# Multi Color Printing Issue - Top Layer Ink Coming Off



## justinandert (Jan 16, 2018)

Hello all,

I'm new here, and fairly new to screen printing. I recently printed a 3 color, breast-pocket logo for someone. We printed the bottom white layer, then the black, then the yellow. We used a flash dryer in between each layer. 
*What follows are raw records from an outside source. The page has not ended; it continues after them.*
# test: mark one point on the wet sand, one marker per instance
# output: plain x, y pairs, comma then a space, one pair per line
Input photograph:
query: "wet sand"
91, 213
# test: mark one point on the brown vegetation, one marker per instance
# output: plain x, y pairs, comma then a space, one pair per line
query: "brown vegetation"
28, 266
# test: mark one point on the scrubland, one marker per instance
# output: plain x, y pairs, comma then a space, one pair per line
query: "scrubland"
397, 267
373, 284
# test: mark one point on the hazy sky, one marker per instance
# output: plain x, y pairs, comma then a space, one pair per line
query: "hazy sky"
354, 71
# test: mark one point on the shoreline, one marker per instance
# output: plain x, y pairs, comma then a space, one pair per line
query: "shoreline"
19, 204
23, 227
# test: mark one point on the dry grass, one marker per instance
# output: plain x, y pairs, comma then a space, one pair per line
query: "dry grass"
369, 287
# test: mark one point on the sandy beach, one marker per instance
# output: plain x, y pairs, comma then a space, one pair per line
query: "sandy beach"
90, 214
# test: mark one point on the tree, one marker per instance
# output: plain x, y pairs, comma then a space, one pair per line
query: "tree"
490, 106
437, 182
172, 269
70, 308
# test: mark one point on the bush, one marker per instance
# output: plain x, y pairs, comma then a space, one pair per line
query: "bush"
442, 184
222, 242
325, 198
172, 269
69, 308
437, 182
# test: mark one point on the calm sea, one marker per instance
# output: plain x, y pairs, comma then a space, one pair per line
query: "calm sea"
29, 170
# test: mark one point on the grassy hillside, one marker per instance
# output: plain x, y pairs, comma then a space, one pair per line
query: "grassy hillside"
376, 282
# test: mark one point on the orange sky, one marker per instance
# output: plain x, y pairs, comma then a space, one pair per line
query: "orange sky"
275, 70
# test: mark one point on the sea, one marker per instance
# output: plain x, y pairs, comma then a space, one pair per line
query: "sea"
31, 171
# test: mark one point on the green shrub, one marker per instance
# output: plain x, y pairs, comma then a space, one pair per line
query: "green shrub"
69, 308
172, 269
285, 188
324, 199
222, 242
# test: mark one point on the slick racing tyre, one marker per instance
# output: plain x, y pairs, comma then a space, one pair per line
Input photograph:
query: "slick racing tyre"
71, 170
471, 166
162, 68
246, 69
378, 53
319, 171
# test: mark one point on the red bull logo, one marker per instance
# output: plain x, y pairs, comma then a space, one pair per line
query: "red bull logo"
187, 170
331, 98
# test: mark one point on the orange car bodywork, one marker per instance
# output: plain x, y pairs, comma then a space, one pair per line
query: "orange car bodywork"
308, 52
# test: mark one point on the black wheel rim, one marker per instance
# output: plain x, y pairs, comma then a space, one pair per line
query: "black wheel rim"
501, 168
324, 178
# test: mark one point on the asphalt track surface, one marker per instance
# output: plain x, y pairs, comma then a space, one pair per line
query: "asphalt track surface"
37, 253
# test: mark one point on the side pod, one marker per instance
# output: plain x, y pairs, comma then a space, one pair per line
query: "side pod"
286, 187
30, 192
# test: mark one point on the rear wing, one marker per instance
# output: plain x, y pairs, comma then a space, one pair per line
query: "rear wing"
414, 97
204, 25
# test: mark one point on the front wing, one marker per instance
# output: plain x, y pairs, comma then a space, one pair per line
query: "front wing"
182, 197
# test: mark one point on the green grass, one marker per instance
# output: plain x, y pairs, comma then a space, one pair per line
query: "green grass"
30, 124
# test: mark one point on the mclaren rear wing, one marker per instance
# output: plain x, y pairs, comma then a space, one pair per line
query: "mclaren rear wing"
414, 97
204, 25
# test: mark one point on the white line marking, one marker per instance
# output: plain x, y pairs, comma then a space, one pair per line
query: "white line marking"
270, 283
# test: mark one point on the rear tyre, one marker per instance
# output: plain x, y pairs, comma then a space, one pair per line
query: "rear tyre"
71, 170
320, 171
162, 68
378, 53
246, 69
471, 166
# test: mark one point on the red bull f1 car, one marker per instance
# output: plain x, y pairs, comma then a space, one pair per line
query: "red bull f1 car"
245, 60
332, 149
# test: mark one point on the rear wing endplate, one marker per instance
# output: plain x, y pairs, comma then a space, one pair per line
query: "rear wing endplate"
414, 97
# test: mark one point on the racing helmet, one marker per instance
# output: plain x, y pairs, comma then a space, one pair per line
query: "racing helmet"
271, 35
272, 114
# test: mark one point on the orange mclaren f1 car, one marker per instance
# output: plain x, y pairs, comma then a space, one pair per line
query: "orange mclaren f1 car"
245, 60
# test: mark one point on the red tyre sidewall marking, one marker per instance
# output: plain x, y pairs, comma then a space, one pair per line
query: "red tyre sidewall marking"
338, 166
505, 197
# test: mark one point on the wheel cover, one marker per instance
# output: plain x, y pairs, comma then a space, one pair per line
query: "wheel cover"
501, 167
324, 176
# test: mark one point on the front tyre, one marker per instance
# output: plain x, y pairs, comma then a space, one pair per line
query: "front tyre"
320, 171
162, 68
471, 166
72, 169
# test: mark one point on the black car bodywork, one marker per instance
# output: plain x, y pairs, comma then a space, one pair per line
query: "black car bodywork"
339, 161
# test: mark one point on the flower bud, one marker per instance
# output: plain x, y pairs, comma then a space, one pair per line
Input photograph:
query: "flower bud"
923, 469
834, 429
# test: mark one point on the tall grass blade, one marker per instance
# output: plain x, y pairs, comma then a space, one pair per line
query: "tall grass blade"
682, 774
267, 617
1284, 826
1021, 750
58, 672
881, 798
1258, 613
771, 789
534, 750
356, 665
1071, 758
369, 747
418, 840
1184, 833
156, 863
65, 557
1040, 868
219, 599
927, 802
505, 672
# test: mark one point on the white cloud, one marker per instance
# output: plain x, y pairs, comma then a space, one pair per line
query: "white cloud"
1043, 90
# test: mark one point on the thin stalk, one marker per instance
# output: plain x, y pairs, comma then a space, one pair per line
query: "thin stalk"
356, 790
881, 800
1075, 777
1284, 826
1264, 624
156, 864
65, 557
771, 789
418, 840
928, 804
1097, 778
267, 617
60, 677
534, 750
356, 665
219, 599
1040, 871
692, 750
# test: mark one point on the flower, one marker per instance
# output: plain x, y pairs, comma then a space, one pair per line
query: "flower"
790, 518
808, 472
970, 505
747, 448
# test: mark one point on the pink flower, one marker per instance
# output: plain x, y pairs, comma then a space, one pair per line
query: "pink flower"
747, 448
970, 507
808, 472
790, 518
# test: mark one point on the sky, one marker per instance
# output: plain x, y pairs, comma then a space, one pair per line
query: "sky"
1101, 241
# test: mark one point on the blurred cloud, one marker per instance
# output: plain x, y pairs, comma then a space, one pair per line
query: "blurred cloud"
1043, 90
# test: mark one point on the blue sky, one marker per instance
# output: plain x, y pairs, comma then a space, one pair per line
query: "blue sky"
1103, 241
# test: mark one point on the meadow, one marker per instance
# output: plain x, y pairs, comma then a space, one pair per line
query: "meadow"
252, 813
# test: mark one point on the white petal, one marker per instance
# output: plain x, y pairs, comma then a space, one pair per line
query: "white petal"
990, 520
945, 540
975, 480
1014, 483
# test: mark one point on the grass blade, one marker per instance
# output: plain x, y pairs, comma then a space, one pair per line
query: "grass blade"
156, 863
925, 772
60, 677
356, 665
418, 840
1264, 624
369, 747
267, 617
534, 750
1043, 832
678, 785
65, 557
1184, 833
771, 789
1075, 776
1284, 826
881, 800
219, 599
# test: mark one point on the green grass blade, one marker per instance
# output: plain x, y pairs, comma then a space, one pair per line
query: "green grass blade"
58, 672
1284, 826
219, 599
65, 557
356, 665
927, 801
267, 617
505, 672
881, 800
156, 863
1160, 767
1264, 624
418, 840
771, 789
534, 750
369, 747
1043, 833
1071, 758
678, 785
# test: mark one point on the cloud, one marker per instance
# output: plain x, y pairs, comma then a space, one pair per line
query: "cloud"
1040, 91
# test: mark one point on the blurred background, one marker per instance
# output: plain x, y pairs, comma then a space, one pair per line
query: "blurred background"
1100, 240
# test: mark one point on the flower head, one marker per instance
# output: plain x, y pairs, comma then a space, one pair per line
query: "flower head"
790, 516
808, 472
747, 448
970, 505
I'm working on a fairly low-fi set-up, so I just put the shirts in a Dryer to cure at the end. Unfortunately, some of my prints came out of the dryer having fallen apart. The top black layer and yellow had pieces of the design come off. I'm not sure what we did wrong to have this happen. Any help would be greatly appreciated. 

Image of issue:
https://drive.google.com/file/d/1FZY03Ka7Pfs3Ad7s_2_260ur6bCVYvuc/view?usp=sharing


----------



## gardenhillemb (Oct 29, 2015)

Assuming you're using plastisol ink. Either you're overflashing your white (basically curing it) or you're not curing properly in your oven. Both ways will cause the ink to not adhere. I think it points to overflashing. Plastisol inks won't adhere to cured ink.


----------



## justinandert (Jan 16, 2018)

Thank you! I should have mentioned that we were using water-based ink. Would over flashing still be an issue?


----------



## gardenhillemb (Oct 29, 2015)

Yes. You want the ink to be a little tacky after flashing.


----------